Tuesday, February 13, 2007

Creative Rehab

I'm sitting in Port Townsend, WA in the computer lab of Goddard College's west coast branch where I'm working on my MFA in creative writing. When I checked my email just now (first time in several days), a friend sent a link to a Salon.com article by a
Carey Tennis
about his MFA school experience. Here's the line that jumped out at me:
. . . take care of your writing as you would take care of an animal or a child. Do not send it out into the world to do an adult's job. Just take care of it and, in its own way, it will take care of you.
Over the break between semesters, my inner critic escaped it's gilded cage and nearly ate me for dinner. This was due in part to the death of my dear niece, but also just because I'd let my guard down. By the time I arrived here on Sunday afternoon, I'd mentally eviscerated myself.

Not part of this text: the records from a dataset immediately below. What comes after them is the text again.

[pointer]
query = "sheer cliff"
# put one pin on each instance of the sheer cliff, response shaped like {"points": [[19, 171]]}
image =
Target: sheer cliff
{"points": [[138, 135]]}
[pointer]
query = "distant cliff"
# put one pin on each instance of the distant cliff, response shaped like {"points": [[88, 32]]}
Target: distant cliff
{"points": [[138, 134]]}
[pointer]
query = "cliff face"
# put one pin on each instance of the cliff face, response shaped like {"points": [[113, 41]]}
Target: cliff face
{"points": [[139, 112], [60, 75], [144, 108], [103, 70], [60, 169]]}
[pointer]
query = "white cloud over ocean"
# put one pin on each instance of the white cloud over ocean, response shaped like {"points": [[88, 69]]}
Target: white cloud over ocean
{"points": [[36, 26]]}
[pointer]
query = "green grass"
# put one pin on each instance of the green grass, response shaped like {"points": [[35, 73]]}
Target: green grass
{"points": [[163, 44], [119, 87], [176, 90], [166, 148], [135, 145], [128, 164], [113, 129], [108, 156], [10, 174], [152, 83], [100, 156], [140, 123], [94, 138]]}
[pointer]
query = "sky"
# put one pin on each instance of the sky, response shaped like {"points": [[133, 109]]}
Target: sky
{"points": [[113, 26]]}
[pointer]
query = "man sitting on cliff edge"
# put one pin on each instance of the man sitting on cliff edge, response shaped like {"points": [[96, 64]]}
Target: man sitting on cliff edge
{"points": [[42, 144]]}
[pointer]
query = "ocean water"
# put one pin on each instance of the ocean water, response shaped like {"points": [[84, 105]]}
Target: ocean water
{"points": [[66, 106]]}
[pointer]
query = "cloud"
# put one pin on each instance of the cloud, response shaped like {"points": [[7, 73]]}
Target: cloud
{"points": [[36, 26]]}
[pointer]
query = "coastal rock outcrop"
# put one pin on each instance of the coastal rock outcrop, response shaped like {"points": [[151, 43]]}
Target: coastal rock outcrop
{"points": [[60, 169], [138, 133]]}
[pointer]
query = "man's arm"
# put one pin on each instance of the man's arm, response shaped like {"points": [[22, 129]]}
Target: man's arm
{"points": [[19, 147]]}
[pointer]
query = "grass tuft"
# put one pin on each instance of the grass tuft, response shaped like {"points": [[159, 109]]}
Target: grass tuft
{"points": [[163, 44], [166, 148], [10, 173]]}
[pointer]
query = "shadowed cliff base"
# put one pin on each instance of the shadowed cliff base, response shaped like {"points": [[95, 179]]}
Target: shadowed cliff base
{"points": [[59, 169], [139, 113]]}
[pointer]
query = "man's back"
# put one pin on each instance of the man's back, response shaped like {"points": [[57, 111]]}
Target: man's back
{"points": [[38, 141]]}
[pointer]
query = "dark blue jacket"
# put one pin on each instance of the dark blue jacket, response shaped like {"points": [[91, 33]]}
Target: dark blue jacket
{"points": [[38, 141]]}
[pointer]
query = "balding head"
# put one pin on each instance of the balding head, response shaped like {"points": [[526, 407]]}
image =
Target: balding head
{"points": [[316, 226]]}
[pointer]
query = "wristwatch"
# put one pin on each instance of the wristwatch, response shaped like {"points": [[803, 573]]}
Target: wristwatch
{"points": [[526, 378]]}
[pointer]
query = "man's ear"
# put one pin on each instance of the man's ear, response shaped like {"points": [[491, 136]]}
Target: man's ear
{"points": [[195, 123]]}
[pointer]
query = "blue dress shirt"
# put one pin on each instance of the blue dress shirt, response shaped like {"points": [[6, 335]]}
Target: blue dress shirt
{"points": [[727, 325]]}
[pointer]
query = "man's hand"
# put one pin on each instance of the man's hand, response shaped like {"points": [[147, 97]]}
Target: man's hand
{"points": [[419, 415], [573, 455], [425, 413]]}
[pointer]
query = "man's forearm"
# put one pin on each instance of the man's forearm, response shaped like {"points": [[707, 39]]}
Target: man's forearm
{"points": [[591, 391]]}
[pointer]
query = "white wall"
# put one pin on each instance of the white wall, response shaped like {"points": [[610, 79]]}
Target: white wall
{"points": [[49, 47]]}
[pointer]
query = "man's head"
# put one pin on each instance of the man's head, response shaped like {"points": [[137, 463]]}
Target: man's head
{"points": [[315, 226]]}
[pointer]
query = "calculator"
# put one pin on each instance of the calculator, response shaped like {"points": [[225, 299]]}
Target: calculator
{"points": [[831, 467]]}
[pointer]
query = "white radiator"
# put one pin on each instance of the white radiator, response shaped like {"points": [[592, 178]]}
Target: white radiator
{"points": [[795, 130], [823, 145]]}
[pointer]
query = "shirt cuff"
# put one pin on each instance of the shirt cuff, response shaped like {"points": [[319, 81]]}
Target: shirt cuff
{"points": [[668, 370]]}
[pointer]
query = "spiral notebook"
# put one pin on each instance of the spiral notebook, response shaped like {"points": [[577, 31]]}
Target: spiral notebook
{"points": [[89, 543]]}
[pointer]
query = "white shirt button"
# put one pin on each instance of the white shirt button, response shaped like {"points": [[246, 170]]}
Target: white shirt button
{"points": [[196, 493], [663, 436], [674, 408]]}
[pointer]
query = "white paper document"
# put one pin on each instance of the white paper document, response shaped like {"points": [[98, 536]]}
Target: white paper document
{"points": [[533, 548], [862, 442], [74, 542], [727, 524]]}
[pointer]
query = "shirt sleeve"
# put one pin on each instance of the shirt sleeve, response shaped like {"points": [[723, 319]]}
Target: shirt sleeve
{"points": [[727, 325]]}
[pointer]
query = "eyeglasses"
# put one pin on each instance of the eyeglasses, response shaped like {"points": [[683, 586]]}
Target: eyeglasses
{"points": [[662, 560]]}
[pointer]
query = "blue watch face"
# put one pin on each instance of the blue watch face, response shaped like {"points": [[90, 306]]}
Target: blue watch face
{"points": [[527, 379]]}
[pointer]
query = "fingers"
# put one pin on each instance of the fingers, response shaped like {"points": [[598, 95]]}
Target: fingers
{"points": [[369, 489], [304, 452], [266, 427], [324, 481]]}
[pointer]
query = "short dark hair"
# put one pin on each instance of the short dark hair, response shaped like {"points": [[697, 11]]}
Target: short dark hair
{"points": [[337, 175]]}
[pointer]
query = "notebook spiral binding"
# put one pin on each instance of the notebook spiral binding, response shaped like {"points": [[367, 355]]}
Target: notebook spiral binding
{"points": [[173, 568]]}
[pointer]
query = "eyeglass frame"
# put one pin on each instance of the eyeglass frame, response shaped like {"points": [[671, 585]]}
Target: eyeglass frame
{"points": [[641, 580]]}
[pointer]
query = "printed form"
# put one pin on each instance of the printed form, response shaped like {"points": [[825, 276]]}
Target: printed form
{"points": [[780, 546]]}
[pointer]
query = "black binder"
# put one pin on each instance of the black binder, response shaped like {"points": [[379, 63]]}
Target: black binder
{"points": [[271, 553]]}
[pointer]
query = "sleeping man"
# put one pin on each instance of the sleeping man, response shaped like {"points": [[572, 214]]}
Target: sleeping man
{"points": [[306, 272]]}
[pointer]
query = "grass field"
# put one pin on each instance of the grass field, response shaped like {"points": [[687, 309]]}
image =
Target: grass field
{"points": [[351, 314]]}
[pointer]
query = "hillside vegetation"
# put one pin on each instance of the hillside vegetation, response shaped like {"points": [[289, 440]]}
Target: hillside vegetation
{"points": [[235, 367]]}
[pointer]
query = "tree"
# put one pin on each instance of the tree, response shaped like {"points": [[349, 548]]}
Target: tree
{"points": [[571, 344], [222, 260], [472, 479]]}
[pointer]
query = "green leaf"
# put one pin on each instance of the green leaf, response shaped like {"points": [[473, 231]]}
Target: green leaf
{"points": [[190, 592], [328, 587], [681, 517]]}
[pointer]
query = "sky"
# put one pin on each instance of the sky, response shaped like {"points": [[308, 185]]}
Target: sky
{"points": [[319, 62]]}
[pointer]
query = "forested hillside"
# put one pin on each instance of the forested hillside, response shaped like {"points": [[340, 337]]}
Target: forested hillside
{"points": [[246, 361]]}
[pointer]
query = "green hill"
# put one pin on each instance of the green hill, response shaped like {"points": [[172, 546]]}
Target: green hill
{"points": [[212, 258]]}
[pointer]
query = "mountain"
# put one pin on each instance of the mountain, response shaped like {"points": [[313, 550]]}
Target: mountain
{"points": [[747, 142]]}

I've spent the past few days just pulling myself back together. Every morning and evening I give myself the gift of writing practice ala Natalie Goldberg, timed writing on topics that pop into my mind. I take long walks on the beach down to the lighthouse. I have lunch with a friend when I can. I stare out the window of my second-story room that looks over the water. I walk as slowly as the schedule will allow. And I breathe.

So far so good. I feel better. Surrounded by other writers and a good friend, listening to readings and lectures and water and mountains, I feel renewed. I am grieving and healing from various wounds. Regardless, I will continue.

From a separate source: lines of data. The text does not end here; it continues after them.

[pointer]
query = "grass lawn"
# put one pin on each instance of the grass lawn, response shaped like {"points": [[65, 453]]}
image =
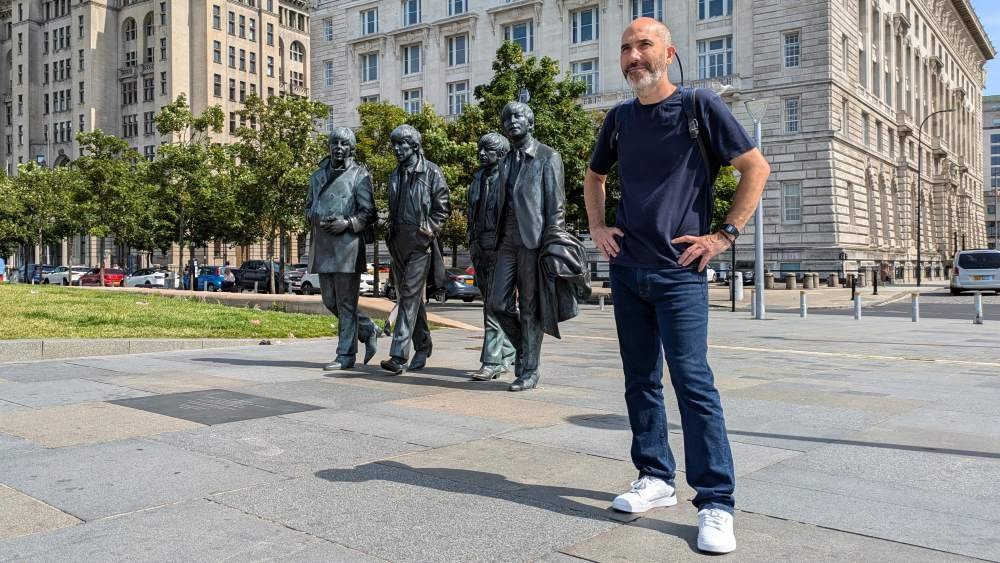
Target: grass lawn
{"points": [[56, 312]]}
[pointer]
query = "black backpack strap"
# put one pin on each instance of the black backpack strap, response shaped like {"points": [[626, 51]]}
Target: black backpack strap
{"points": [[694, 132]]}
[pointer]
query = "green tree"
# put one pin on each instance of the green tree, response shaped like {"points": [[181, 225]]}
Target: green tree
{"points": [[725, 191], [186, 173], [560, 121], [45, 197], [278, 152], [113, 198]]}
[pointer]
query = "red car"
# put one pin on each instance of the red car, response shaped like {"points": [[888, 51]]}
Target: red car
{"points": [[112, 277]]}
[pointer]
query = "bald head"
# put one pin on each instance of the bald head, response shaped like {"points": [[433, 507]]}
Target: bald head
{"points": [[646, 52]]}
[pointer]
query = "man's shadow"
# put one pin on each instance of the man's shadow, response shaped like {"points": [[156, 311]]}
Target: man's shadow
{"points": [[491, 485]]}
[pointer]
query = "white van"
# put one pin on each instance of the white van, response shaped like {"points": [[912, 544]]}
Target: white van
{"points": [[976, 270]]}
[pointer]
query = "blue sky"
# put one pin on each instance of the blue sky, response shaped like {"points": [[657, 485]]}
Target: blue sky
{"points": [[989, 14]]}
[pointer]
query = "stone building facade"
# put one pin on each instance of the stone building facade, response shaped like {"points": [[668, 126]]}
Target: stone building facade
{"points": [[991, 168], [847, 82], [80, 65]]}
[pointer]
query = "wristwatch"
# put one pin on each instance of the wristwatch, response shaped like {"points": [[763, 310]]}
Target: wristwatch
{"points": [[730, 230]]}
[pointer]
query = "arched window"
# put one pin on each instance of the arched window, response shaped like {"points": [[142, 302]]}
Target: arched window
{"points": [[297, 52], [128, 30]]}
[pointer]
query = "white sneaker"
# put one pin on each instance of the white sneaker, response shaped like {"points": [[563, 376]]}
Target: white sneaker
{"points": [[647, 492], [715, 531]]}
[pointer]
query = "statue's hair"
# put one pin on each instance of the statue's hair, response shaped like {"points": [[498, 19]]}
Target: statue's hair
{"points": [[408, 134], [496, 142], [519, 107], [342, 133]]}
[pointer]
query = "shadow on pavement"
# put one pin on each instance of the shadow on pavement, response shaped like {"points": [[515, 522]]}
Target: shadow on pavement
{"points": [[492, 485], [617, 421]]}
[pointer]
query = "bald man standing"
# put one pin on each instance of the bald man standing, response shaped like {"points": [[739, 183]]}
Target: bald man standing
{"points": [[669, 144]]}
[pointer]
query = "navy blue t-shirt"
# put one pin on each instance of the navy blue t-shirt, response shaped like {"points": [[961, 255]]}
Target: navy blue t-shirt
{"points": [[664, 183]]}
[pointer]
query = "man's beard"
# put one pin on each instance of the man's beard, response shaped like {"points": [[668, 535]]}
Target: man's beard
{"points": [[649, 78]]}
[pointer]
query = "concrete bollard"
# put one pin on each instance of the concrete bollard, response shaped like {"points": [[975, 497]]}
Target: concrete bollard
{"points": [[979, 309]]}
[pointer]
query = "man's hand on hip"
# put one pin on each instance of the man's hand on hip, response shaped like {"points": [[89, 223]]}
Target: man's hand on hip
{"points": [[604, 239], [702, 248]]}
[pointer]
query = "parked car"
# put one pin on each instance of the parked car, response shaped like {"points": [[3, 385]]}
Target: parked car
{"points": [[255, 273], [33, 273], [112, 277], [461, 285], [147, 277], [976, 270], [65, 275]]}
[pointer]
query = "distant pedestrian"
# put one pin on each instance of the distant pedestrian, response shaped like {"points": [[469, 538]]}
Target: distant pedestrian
{"points": [[669, 144]]}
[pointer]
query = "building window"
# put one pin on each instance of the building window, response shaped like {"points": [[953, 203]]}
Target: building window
{"points": [[369, 67], [791, 43], [791, 117], [521, 33], [297, 52], [369, 21], [714, 8], [411, 100], [457, 54], [456, 7], [715, 57], [458, 96], [647, 9], [411, 12], [791, 202], [328, 73], [586, 71], [584, 25], [411, 59]]}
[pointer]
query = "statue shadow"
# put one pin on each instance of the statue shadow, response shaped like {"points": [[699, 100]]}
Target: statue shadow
{"points": [[553, 498]]}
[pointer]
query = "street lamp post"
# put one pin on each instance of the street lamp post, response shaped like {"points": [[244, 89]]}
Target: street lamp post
{"points": [[756, 109], [920, 172]]}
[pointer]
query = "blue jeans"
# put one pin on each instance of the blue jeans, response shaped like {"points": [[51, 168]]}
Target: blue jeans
{"points": [[664, 314]]}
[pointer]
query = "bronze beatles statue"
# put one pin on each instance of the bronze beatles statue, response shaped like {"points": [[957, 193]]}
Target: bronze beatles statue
{"points": [[340, 208]]}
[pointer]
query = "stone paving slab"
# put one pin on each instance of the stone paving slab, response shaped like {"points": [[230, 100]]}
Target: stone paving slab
{"points": [[98, 480], [963, 535], [497, 406], [288, 447], [403, 515], [178, 532], [21, 515], [214, 406], [64, 392], [86, 423]]}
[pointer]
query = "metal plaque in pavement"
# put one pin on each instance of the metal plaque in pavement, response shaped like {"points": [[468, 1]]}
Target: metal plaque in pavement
{"points": [[214, 406]]}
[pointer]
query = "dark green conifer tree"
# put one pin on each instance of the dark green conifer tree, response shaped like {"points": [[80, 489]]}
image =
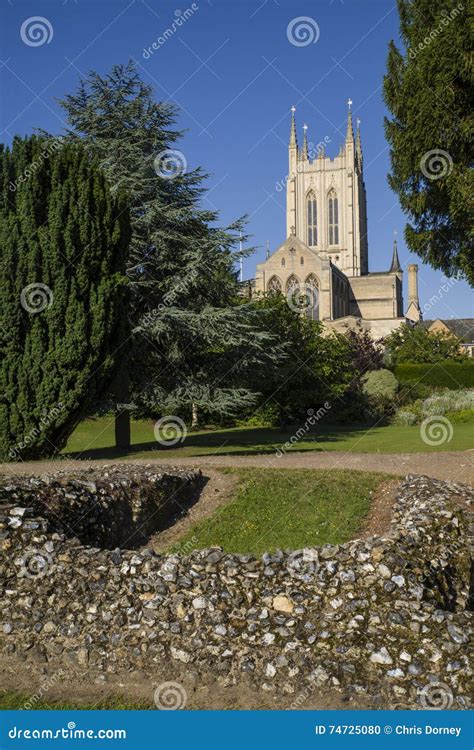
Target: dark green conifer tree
{"points": [[428, 89], [63, 243], [194, 341]]}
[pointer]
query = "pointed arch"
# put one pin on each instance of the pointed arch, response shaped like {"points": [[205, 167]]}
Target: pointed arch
{"points": [[292, 283], [312, 297], [333, 218], [311, 219], [274, 285]]}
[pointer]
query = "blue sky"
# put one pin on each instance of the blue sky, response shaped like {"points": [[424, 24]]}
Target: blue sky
{"points": [[232, 71]]}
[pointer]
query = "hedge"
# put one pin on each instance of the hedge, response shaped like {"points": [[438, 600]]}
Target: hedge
{"points": [[445, 374]]}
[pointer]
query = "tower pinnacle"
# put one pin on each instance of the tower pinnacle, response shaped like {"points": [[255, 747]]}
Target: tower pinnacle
{"points": [[395, 267], [350, 130], [359, 146], [293, 141], [305, 142]]}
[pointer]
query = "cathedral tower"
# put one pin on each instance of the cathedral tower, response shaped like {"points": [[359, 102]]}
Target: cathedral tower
{"points": [[326, 202]]}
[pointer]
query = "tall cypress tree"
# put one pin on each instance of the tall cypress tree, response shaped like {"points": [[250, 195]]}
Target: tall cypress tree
{"points": [[194, 340], [428, 89], [63, 244]]}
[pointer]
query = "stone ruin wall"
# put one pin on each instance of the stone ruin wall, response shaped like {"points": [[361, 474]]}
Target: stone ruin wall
{"points": [[386, 616]]}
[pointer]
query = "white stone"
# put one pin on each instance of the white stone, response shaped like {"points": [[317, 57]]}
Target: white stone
{"points": [[381, 657], [270, 670], [283, 604]]}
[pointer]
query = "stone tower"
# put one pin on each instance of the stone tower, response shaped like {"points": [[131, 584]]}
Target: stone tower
{"points": [[326, 200]]}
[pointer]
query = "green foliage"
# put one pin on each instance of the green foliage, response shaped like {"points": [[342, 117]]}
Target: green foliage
{"points": [[62, 232], [457, 406], [318, 368], [428, 90], [415, 344], [193, 341], [446, 374], [380, 387]]}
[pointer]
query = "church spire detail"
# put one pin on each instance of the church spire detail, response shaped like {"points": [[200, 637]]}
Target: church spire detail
{"points": [[293, 141], [305, 142], [350, 130], [395, 267], [359, 146]]}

Wednesday, February 07, 2007

No Words

My niece has been sick with cancer for 499 days. On Tuesday, day 500, she died. She was 24 years old. I have no words to express my sadness. It's too fresh. Too raw. Too real. In time, with distance, I'll be able to put words to it all.

For now, I am making notes about what I heard, saw, felt, smelled. Making lists of colors and names. And I am letting myself rest. It's been a long 500 days and yet they went by too quickly. I am so sad, but the written word cannot encompass all I feel. Even these precious words are not enough.

Sunday, February 04, 2007

Brain Dumb

          “Can’t Think
          Brain Dumb
          Inspiration Won’t Come!
          Poor Ink
          Bum Pen
          Best Wishes, Amen.”
                    - Unknown

Hi Writers:

When I was in grade school, I memorized that ditty from one of those little books of quotes intended for writing in yearbooks. Yours Till Niagara Falls or something like that. That’s how I feel today. Can’t Think. Brain Dumb. Inspiration Won’t Come.

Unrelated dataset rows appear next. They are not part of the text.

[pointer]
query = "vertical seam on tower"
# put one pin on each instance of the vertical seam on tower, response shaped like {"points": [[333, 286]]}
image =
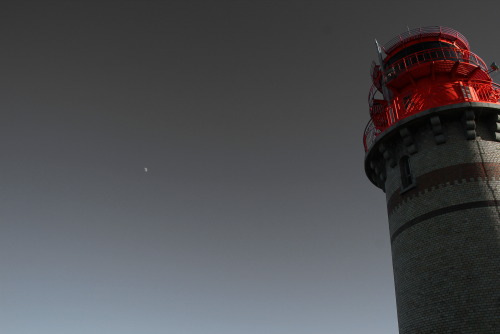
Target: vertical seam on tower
{"points": [[487, 178]]}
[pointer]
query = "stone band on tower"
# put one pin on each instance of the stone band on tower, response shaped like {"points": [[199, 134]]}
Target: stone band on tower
{"points": [[433, 146]]}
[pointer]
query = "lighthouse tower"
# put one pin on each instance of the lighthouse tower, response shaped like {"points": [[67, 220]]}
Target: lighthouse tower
{"points": [[433, 146]]}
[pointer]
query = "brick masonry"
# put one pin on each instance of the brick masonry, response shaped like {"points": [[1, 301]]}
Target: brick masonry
{"points": [[445, 228]]}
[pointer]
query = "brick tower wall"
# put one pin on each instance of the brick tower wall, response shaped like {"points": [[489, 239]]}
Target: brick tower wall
{"points": [[444, 217]]}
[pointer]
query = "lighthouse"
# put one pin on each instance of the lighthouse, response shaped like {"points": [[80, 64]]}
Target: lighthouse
{"points": [[433, 147]]}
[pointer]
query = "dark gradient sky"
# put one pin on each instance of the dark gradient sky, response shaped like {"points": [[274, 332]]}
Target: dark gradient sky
{"points": [[255, 215]]}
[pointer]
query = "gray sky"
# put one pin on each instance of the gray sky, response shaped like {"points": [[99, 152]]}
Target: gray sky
{"points": [[255, 215]]}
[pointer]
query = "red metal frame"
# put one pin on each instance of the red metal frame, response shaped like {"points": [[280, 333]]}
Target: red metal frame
{"points": [[383, 117], [425, 79]]}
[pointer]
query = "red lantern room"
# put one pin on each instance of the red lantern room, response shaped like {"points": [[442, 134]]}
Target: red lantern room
{"points": [[425, 68]]}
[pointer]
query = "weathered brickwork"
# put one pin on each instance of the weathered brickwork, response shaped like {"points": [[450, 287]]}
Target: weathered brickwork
{"points": [[445, 225]]}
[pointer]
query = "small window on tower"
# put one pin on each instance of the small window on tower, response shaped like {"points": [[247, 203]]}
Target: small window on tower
{"points": [[407, 180]]}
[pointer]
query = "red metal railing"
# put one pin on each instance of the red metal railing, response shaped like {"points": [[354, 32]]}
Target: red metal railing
{"points": [[452, 54], [434, 31], [383, 115]]}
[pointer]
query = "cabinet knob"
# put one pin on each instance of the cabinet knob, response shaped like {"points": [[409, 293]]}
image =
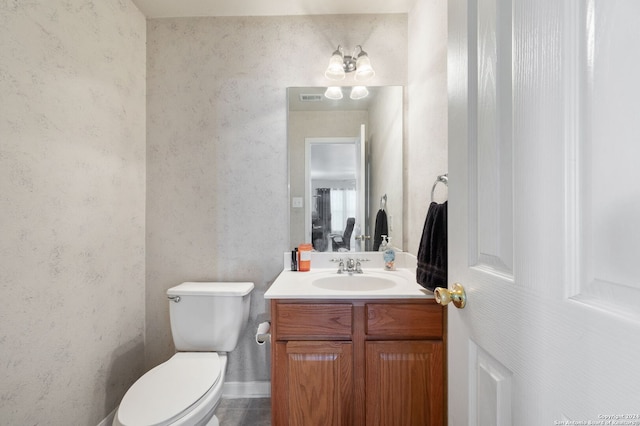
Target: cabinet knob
{"points": [[456, 295]]}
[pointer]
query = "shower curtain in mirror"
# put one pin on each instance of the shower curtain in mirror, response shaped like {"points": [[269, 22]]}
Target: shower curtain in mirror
{"points": [[322, 219]]}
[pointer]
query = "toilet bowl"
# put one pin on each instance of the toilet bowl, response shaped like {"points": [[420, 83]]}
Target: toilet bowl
{"points": [[206, 322], [183, 391]]}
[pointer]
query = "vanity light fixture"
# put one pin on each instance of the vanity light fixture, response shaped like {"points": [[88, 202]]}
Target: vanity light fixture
{"points": [[341, 64]]}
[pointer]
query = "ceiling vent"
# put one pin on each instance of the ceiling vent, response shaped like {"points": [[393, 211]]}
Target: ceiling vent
{"points": [[311, 97]]}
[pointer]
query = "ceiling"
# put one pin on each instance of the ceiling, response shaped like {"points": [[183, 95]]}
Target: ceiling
{"points": [[184, 8]]}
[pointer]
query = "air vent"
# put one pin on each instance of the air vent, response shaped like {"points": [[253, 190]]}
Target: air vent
{"points": [[310, 97]]}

I’ve been on a break from graduate school and have been catching up on what I’d put off during the semester. I filed insurance claims, made annual medical appointments, gathered tax documents, fiddled with my website, and booked my trip for the February residency. I’ve been productive, but I haven’t been doing enough writing. And it’s difficult to write about writing when you’re not writing!

For the past few days I’ve been asking everybody I see what I should write in the essay. I asked some friends. I asked the dog. I asked my sister. I sat down and wrote questions to myself. No one, including me, had a half decent idea. Finally, I asked Ed.”Tell them you don’t know what to write,” he suggested. So here I am writing about not being able to think of anything to write. See, you really can write about anything.

That’s my message for you today. It’s sort of like the old adage, “If life gives you lemons, make lemonade.” If your mind surrenders nothing, pour that onto the page. Put it down honestly. Write down the details of how it feels. Explain your emptiness to the world. Get your hand moving and, eventually, something will appear.